Cette scène fonctionne comme un manifeste, puisque vous y épousez plusieurs points de vue avec cette caméra très mobile, mais c’est aussi un trompe-l’œil : on pourrait presque se croire dans un thriller politique classique…

Absolument. Puis il y a cette transition inopinée, et on se retrouve dans le désert. C’est une manière de dire au spectateur : ce n’est pas un film qui donne des explications. Et c’est aussi pour le forcer à rester concentré, une qualité qu’il perd de plus en plus aujourd’hui.
 

Le terroriste que poursuivent les personnages a une dimension irréelle, quasi mythique…

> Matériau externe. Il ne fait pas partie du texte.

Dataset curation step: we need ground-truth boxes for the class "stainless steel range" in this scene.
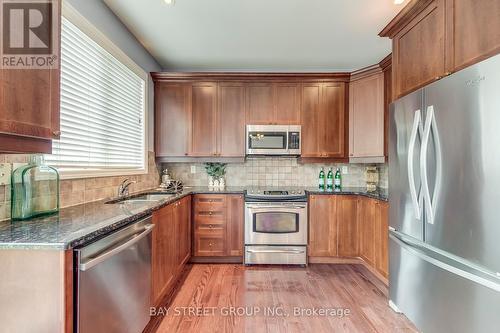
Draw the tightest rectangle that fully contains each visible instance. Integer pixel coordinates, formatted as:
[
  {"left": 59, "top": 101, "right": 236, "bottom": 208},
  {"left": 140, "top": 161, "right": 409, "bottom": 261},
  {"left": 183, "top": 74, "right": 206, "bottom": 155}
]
[{"left": 245, "top": 189, "right": 307, "bottom": 265}]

Oui, et très cliché aussi ! C’est un personnage insaisissable, qui reste dans l’ombre. Il est une obsession pour le personnage qui le traque et qui en fait le symbole de son traumatisme. J’ai utilisé la figure très convenue de l’islamiste radical avec une grosse barbe, en m’inspirant d’un véritable chef du GIA, pour en faire un symbole, un personnage qui n’existe pas. Cependant, il était important de le montrer tuer au début du film, parce que je ne pouvais laisser penser que cette violence n’avait pas existé. Mais après ça, il devient un MacGuffin. Et je montre que cette figure du terroriste est un cliché qui nous empêche parfois d’analyser les vraies causes de la violence – qui, selon moi, sont avant tout sociales, humaines, politiques, et non pas religieuses. Je ne crois pas au lien qu’on établit entre Islam et violence. Mais je montre aussi, bien sûr, que des gens ont utilisé l’Islam pour tuer. Je voulais faire un film sur cette période en étant le plus complet et le plus sincère possible.  

Abou Leila, qui sort ce mercredi 15 juillet, a reçu l’Aide aux cinémas du monde du CNC.